Far more common than penetrating eye injury, blunt trauma is less threatening to vision. A blow to the orbit or bones surrounding the eye can produce a fracture. These types of blows may come from a baseball bat, club, fist, etc.
Bleeding into the anterior (front) chamber of the eye produces hyphema. Racquetball is a common cause of this type of injury. Within an hour or two after injury, blood from the injured vessels in the eye is often visible as a red haze in the anterior chamber. Most opthalmologists consider a hyphema grounds for hospital admission. The treatment is bed rest.
Any victim complaining of pain, double vision or decreased vision after a blunt injury to the eye region should be transported to a medical facility.
Depending upon the chemical, these types of injuries vary in their severity. Acid injuries - from an exploding car battery, for example - are surprisingly well-tolerated. First aid consists of irrigating the eye with water.
This procedure should last for at least five minutes. Controversy exists about whether or not to patch the eye. Protect the undamaged eye from the acid.
Alkali or base chemicals cause more concern. Unlike acid, which is neutralized rapidly on the surface, alkalis (i.e., lye) penetrate deeply and continue to do damage.
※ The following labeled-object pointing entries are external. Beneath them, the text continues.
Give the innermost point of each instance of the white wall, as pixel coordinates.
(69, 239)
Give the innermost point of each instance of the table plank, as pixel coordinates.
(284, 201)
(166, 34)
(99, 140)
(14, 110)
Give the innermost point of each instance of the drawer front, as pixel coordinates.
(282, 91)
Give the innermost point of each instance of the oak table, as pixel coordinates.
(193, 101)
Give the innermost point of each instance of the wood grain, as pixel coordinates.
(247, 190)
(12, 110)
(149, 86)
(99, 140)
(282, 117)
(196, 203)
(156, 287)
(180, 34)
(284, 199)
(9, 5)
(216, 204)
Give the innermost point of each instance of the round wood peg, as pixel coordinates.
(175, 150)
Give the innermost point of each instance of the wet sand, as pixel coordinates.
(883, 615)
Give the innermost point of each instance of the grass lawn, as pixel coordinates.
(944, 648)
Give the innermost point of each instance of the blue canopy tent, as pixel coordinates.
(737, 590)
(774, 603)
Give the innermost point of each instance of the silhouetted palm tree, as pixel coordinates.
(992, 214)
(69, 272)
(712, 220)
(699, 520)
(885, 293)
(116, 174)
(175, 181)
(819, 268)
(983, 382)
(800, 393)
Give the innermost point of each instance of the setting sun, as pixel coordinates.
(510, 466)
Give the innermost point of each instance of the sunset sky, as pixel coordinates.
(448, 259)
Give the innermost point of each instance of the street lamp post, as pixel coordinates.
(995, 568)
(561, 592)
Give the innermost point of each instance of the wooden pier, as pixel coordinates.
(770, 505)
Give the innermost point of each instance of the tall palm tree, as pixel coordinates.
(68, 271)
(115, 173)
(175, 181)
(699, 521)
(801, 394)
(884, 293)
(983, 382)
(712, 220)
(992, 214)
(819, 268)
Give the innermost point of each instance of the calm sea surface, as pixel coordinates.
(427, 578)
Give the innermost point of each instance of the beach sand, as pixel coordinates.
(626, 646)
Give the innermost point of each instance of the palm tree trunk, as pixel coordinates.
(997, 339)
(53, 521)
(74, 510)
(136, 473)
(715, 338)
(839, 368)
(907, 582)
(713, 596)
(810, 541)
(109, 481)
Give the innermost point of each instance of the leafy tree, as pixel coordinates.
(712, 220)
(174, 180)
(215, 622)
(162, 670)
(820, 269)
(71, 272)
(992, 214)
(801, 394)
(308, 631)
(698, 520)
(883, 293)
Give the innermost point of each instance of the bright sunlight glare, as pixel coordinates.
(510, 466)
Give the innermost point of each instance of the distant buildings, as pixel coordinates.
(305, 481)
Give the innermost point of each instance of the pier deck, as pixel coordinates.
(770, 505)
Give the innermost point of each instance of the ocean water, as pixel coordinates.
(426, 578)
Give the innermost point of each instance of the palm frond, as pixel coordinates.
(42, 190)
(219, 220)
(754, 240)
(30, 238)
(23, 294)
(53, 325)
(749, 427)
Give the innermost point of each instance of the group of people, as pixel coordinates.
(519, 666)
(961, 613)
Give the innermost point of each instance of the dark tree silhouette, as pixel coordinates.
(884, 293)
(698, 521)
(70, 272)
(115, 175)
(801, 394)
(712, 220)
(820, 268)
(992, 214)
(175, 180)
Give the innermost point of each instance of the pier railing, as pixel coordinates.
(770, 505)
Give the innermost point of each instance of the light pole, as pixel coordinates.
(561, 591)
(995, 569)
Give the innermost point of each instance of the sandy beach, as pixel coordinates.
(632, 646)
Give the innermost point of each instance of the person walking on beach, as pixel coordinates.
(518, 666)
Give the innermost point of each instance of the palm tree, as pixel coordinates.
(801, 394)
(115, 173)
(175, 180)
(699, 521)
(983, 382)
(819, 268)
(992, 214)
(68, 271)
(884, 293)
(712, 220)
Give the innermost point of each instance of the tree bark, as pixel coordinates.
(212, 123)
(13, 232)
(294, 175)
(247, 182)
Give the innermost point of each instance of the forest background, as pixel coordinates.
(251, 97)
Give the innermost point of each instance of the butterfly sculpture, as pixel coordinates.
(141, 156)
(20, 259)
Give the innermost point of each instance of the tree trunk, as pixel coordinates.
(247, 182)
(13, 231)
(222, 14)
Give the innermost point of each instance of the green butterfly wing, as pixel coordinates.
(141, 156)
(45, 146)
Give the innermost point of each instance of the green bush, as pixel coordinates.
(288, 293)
No matter how well the eye is irrigated, some alkali will always remain to cause tissue damage, often for weeks. Nevertheless, the eye must be immediately irrigated with water. This irrigation should continue for 20 minutes. A first-aider can't use enough water on these injuries. Again, controversy exists as to whether or not a chemically burned eye should be patched before seeking medical treatment.
Foreign bodies in the eye represent the most frequent eye injury. These objects come from flying particles and lodge under the eyelid or on the eyeball. They can be very painful and tearing is very common as the body's way of attempting to remove the object.
First, try to flush the object out by rinsing the eye gently with water. You may have to help hold the eye open. Tell the victim to move the eye as it is rinsed.
If rinsing does not work, the object is probably stuck under the upper or lower lid. Examine the lower lid by pulling it down gently. If you see the object, flush the eye with water. To examine the upper lid, grasp the lashes of the upper lid, place a match stick or Q-tip across the upper lid and roll the lid upward over the stick or Q-tip. If you see the object, remove it with a moistened, sterile gauze.
If the object is on the sclera (white part of the eye), have the victim look down while rinsing the eye with water. If the object is on the surface of the cornea, rinse the eye with water. Do not touch the cornea with gauze. Remember, do not remove an impaled object from an eye.
These injuries can result from looking at ultraviolet light (such as "arc welder" or sunlight). Severe pain occurs a few hours after exposure. Patch both eyes with cold, moist compresses and prevent light from reaching the victim's eyes. Call an opthalmologist for advice.
Eye injuries have great significance because of the risk of blindness. Always seek medical advice for such victims.
-Alton Thygerson is a professor of health sciences at Brigham Young University.